The main purpose of this study is to explore an optimal wavelet transform (WT) method to reduce noise in a cryo-ET image. The WT has emerged as a powerful and efficient tool for data analysis, and it has shown potential in several applications such as noise filtering, image segmentation, and image compression16,17,18,19,20,21,22,23,24,25,26,27,28,29. Many parameters are used in WT to create different types of results that directly influence visual inspection and data analysis. Because there exist neither a systematic estimation method for evaluating image quality after wavelet denoising, nor empirical parameters for selection, we developed a quasi-systematic estimation method and determined a set of parameters for removing noise in cryo-ET images.

In this paper, we describe our proposed method for obtaining optimal wavelet parameters based on our four types of designed wavelet filters, and we present their tested performance capabilities based on simulation data. Then, we compare a wavelet filter designed using optimal parameters against undenoised results based on cryo-ET experiment data. Finally, we present the discussion and some concluding remarks.


Results of testing with simulation data

In this section, we present visual and quantitative results filtered using our 2D or 3D wavelet filters when applying them to cryo-ET visualization and reconstruction.


The images processed according to different denoising strategies are shown in Supplementary Fig. S2. It is clearly visible that background noise is decreased as compared to the original noisy data in Supplementary Fig. S1(B).

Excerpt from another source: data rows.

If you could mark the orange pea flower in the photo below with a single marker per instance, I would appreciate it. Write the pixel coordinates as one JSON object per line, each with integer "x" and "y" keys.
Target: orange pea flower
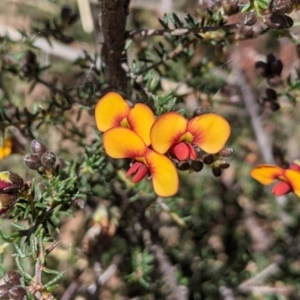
{"x": 289, "y": 179}
{"x": 174, "y": 134}
{"x": 6, "y": 148}
{"x": 113, "y": 111}
{"x": 122, "y": 142}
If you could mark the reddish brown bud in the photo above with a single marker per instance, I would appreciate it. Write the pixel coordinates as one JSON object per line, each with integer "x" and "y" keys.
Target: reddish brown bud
{"x": 217, "y": 171}
{"x": 4, "y": 292}
{"x": 182, "y": 165}
{"x": 274, "y": 80}
{"x": 275, "y": 106}
{"x": 250, "y": 18}
{"x": 48, "y": 159}
{"x": 38, "y": 147}
{"x": 79, "y": 203}
{"x": 17, "y": 292}
{"x": 10, "y": 182}
{"x": 7, "y": 201}
{"x": 281, "y": 7}
{"x": 197, "y": 165}
{"x": 12, "y": 278}
{"x": 261, "y": 68}
{"x": 271, "y": 94}
{"x": 275, "y": 21}
{"x": 32, "y": 161}
{"x": 208, "y": 159}
{"x": 226, "y": 152}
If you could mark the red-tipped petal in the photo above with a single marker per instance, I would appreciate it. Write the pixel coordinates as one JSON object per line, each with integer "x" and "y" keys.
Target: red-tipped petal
{"x": 110, "y": 111}
{"x": 210, "y": 131}
{"x": 181, "y": 151}
{"x": 293, "y": 178}
{"x": 6, "y": 148}
{"x": 281, "y": 188}
{"x": 4, "y": 180}
{"x": 295, "y": 166}
{"x": 138, "y": 170}
{"x": 122, "y": 142}
{"x": 141, "y": 119}
{"x": 164, "y": 174}
{"x": 167, "y": 131}
{"x": 266, "y": 174}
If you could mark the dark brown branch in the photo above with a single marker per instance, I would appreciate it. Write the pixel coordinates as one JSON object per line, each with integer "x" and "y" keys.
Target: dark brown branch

For the direct soft-thresholding denoising strategy (“w1”), the result of the 2D wavelet filter does not seem to have any significant difference compared with that of the 3D wavelet filter. For the modified shrinkage denoising strategy (“w2”), when zeroed out, the decomposition levels were set to 1, (1, 2), or (1, 2, 3), and the background noise significantly decreased and a very good contrast was achieved. Moreover, when compared with zeroing out the decomposition levels of (1, 2) or (1, 2, 3), when decomposition level 1 was set to zero, the edge and detailed structure were better preserved, and the other two decomposition-level selection methods clearly produced excessive blurring. The results from similar decomposition-level selection methods showed a similar phenomenon for spatially adaptive (SA) thresholding (“w3”). For cross-scale regularization (CSR) (“w4”), when decomposition level (1, 2) was modified, better performance was achieved than when only modifying decomposition level 1, although the results were slightly worse than the best results shown in “w2” and “w3”. When the same decomposition level changed, 3D filters performed better than 2D filters. These phenomena were also seen in “w2” and “w3” when decomposition level 1 was selected for modification.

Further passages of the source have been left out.